Quarterly - FOCUS IN/ON

The (Not So) New Order After World War II

Acts of aggression by Germany, Japan, and Italy instigated the Second World War, and the Kellogg-Briand Pact would be cited as one of the key documents with which to condemn the aggressors. At the close of the war, the United States was the chief architect of a new order to maintain peace, with the United Nations as a chief cornerstone. The United Nations Security Council was set up to prevent another war between the major powers by giving all of them permanent seats on the Council and veto power. Developments in international law such as the 1949 Geneva Conventions and the Genocide Convention were supposed to make war more humane and prevent mass atrocities.
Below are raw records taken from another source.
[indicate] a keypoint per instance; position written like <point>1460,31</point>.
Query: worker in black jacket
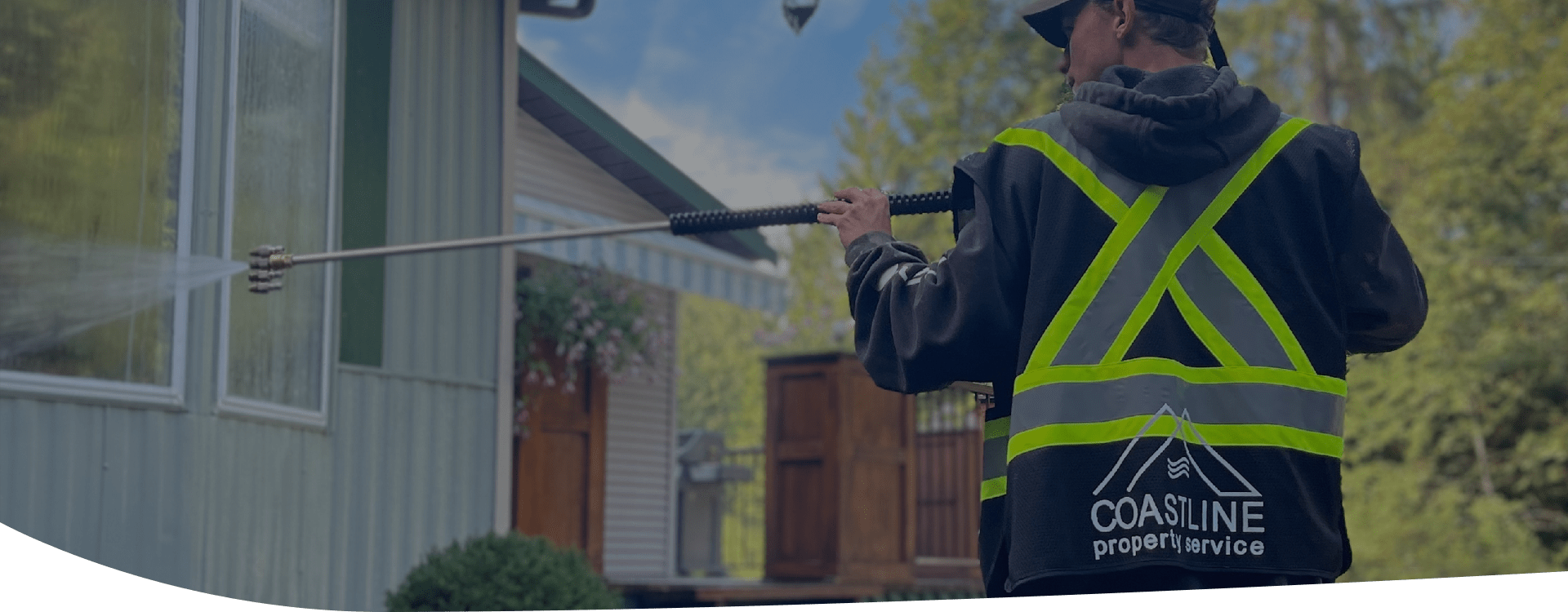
<point>1164,281</point>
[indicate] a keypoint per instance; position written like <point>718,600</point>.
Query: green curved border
<point>37,576</point>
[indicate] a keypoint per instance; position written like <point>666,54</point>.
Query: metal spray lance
<point>270,262</point>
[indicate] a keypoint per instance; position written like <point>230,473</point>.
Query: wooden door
<point>560,463</point>
<point>802,479</point>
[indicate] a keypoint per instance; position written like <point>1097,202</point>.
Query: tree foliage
<point>510,572</point>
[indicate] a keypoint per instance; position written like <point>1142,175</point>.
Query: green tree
<point>1476,409</point>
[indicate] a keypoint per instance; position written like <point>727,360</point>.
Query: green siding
<point>368,90</point>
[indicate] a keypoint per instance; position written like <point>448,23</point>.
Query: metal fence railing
<point>947,467</point>
<point>744,518</point>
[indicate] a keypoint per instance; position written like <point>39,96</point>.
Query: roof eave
<point>608,144</point>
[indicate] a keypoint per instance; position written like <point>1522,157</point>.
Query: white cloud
<point>541,47</point>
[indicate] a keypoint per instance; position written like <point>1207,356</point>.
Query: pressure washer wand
<point>270,262</point>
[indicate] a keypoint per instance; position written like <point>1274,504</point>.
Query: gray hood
<point>1169,127</point>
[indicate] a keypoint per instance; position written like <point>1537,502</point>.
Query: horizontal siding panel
<point>640,468</point>
<point>52,472</point>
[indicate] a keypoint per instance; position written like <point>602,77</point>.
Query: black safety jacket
<point>1164,281</point>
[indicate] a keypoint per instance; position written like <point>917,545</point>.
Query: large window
<point>281,193</point>
<point>91,172</point>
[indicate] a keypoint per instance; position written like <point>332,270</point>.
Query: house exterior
<point>576,166</point>
<point>308,446</point>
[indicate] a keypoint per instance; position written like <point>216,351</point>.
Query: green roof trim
<point>632,149</point>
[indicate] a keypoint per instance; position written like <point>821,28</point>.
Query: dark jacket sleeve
<point>921,326</point>
<point>1383,291</point>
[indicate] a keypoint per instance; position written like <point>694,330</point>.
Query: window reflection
<point>90,113</point>
<point>281,196</point>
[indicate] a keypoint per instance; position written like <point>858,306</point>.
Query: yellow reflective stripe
<point>1245,282</point>
<point>1070,166</point>
<point>1071,434</point>
<point>1200,230</point>
<point>998,428</point>
<point>995,487</point>
<point>1196,376</point>
<point>1082,295</point>
<point>1205,329</point>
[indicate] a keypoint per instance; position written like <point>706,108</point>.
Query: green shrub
<point>502,574</point>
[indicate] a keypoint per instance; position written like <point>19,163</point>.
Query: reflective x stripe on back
<point>1264,392</point>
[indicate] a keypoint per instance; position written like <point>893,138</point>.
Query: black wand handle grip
<point>706,221</point>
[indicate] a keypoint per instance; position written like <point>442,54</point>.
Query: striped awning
<point>651,257</point>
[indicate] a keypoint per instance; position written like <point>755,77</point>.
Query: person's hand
<point>857,213</point>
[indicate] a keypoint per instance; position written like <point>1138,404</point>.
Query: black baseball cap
<point>1045,18</point>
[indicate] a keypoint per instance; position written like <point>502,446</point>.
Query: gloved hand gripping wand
<point>270,262</point>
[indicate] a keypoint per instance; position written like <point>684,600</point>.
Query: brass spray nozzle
<point>267,268</point>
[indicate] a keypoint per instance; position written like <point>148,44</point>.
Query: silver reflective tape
<point>993,459</point>
<point>1232,313</point>
<point>1237,402</point>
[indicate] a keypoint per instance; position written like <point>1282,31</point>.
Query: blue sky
<point>724,88</point>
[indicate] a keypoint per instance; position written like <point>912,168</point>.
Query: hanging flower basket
<point>571,317</point>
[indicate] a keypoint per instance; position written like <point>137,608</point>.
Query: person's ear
<point>1121,19</point>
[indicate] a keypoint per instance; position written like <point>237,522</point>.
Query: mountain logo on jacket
<point>1222,477</point>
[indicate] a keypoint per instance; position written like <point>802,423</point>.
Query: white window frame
<point>140,395</point>
<point>250,407</point>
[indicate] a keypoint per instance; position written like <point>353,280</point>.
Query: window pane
<point>281,168</point>
<point>90,113</point>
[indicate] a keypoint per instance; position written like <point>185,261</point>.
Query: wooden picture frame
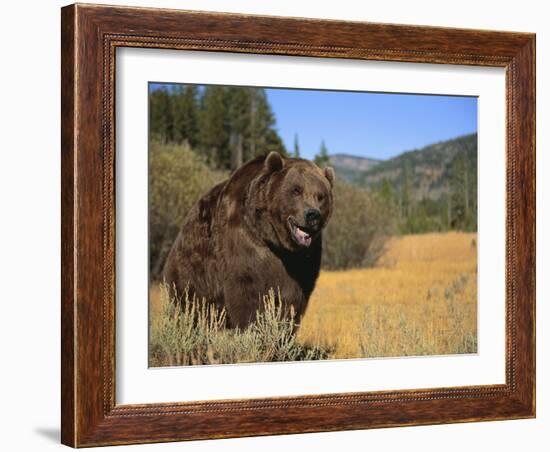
<point>90,36</point>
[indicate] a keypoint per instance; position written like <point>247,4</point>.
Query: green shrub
<point>358,230</point>
<point>194,332</point>
<point>177,179</point>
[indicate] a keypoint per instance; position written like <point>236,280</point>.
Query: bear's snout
<point>313,217</point>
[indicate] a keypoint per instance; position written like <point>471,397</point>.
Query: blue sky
<point>376,125</point>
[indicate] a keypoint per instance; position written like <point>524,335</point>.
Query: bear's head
<point>291,202</point>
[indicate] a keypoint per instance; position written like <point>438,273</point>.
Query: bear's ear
<point>330,175</point>
<point>273,162</point>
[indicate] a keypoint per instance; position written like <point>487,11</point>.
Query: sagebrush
<point>190,331</point>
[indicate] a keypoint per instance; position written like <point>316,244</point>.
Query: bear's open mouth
<point>300,234</point>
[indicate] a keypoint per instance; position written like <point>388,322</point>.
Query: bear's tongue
<point>302,237</point>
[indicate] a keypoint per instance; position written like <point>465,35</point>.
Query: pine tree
<point>213,136</point>
<point>186,114</point>
<point>322,158</point>
<point>296,152</point>
<point>161,115</point>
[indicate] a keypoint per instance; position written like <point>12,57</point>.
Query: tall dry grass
<point>419,300</point>
<point>194,332</point>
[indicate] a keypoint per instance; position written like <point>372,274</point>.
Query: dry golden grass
<point>419,300</point>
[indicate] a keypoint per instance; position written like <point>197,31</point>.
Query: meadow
<point>419,299</point>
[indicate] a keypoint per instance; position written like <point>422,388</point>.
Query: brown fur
<point>236,243</point>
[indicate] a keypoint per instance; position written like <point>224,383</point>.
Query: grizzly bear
<point>258,230</point>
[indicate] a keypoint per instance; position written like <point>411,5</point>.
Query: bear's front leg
<point>242,301</point>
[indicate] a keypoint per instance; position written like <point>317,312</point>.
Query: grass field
<point>419,300</point>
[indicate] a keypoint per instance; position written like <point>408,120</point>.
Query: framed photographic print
<point>282,225</point>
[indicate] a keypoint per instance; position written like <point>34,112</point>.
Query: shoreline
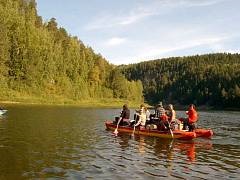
<point>111,103</point>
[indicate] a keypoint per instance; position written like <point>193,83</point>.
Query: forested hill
<point>40,59</point>
<point>212,79</point>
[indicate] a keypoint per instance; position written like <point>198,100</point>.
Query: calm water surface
<point>71,143</point>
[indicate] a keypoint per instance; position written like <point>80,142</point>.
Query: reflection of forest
<point>166,148</point>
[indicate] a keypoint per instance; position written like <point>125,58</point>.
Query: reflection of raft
<point>2,111</point>
<point>177,134</point>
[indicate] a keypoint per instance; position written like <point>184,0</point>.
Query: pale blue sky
<point>131,31</point>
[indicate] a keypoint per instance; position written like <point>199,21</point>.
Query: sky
<point>132,31</point>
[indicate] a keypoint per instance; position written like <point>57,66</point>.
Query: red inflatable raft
<point>177,134</point>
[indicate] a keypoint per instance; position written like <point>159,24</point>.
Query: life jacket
<point>164,118</point>
<point>192,115</point>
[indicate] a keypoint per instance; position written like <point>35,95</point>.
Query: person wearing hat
<point>125,115</point>
<point>160,111</point>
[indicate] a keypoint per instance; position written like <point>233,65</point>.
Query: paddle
<point>170,129</point>
<point>133,130</point>
<point>116,130</point>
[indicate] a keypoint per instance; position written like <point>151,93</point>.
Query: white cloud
<point>162,50</point>
<point>115,41</point>
<point>142,11</point>
<point>113,20</point>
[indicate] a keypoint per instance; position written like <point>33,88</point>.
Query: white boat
<point>2,111</point>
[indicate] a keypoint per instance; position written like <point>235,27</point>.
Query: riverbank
<point>115,103</point>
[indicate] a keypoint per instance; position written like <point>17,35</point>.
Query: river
<point>69,142</point>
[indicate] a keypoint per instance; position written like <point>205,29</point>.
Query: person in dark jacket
<point>125,116</point>
<point>192,118</point>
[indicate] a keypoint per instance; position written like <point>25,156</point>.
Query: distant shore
<point>106,103</point>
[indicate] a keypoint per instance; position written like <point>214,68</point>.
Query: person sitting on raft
<point>172,116</point>
<point>125,116</point>
<point>192,118</point>
<point>142,119</point>
<point>163,122</point>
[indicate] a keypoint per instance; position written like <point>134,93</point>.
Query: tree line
<point>211,79</point>
<point>41,59</point>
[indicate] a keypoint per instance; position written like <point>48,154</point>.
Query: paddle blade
<point>115,132</point>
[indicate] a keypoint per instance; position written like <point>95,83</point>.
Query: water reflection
<point>165,148</point>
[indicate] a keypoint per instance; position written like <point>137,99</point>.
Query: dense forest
<point>211,79</point>
<point>40,59</point>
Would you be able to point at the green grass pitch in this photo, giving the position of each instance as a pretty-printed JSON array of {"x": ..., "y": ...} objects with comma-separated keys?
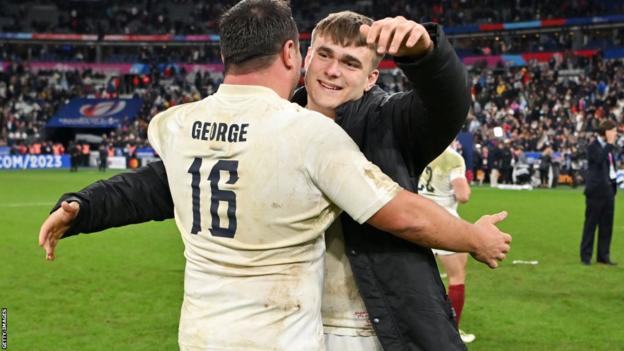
[{"x": 122, "y": 289}]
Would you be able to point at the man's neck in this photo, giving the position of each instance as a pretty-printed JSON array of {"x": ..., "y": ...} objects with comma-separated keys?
[
  {"x": 264, "y": 78},
  {"x": 328, "y": 112}
]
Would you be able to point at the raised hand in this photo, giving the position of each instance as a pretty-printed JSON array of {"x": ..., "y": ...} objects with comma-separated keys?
[
  {"x": 493, "y": 244},
  {"x": 398, "y": 36},
  {"x": 55, "y": 227}
]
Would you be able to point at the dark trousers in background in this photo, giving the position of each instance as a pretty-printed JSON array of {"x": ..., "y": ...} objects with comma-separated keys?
[{"x": 598, "y": 213}]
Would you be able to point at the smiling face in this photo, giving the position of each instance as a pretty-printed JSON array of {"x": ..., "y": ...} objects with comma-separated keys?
[{"x": 336, "y": 74}]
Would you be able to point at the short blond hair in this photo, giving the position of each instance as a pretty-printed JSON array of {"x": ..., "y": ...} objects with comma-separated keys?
[{"x": 343, "y": 28}]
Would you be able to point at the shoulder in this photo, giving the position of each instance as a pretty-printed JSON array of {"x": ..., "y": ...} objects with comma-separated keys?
[{"x": 173, "y": 115}]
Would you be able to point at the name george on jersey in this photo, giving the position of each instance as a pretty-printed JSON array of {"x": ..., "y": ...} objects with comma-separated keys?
[{"x": 231, "y": 133}]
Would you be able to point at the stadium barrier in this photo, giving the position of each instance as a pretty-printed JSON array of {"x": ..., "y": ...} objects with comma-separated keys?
[{"x": 34, "y": 161}]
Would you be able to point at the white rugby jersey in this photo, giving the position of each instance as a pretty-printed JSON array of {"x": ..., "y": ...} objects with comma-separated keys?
[
  {"x": 343, "y": 309},
  {"x": 435, "y": 180},
  {"x": 255, "y": 182}
]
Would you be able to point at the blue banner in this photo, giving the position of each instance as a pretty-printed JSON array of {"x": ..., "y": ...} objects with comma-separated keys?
[
  {"x": 34, "y": 161},
  {"x": 96, "y": 113}
]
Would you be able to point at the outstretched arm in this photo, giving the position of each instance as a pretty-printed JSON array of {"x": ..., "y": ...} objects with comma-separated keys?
[
  {"x": 426, "y": 118},
  {"x": 421, "y": 221},
  {"x": 127, "y": 198}
]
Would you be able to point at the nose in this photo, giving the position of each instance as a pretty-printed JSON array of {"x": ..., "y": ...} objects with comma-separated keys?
[{"x": 332, "y": 69}]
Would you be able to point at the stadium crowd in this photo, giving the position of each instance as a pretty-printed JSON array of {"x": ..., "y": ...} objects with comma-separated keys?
[
  {"x": 198, "y": 17},
  {"x": 551, "y": 110},
  {"x": 28, "y": 99}
]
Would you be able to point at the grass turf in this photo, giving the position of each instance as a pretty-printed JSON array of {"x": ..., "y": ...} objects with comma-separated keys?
[{"x": 122, "y": 289}]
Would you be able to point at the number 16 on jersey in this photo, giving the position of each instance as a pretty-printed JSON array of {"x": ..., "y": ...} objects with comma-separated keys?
[{"x": 218, "y": 195}]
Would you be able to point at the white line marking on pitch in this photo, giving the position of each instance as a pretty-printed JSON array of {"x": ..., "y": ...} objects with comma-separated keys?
[{"x": 28, "y": 204}]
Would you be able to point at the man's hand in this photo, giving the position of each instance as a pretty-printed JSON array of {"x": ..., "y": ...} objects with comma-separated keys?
[
  {"x": 398, "y": 36},
  {"x": 55, "y": 227},
  {"x": 493, "y": 245},
  {"x": 611, "y": 136}
]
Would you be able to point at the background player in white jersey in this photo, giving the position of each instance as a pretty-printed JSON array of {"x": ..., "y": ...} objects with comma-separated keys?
[
  {"x": 219, "y": 132},
  {"x": 444, "y": 181}
]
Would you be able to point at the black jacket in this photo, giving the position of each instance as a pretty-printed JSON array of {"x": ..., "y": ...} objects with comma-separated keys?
[
  {"x": 597, "y": 181},
  {"x": 401, "y": 133}
]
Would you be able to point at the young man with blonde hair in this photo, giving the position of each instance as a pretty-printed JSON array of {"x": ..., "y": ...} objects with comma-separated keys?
[{"x": 404, "y": 301}]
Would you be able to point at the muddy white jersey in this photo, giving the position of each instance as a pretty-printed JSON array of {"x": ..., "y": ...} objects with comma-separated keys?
[
  {"x": 255, "y": 181},
  {"x": 435, "y": 180},
  {"x": 343, "y": 309}
]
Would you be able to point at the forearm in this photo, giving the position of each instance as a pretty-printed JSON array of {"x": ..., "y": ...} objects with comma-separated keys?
[
  {"x": 127, "y": 198},
  {"x": 430, "y": 116},
  {"x": 440, "y": 80},
  {"x": 422, "y": 221}
]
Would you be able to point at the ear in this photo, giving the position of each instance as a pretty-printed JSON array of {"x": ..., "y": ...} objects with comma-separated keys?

Unfortunately, it is still the case that laws to abolish war or to ameliorate its effects usually fail to prevent war and its destruction. Someone needs to enforce the law, and the only state capable and willing to do so often refuses to play in the system of its own making. As with the League of Nations, the United States was influential in the formation of the Genocide Convention of 1948, which it then didn’t sign until the 1980s, and of the International Criminal Court, which it refuses to join, unwilling to subject its own actions to international law. This is not to say that the laws of war are useless, or that the repeated iterations and refinements of international laws of war over time have not been a sign of progress. Even a powerful nation like the United States has its actions scrutinized in the Iraq war and is pressured to embed media to portray the battlefield to the public. And though there has been much controversy around treatment of U.S. prisoners in Guantanamo Bay, the very existence of controversy speaks volumes toward the power of the law.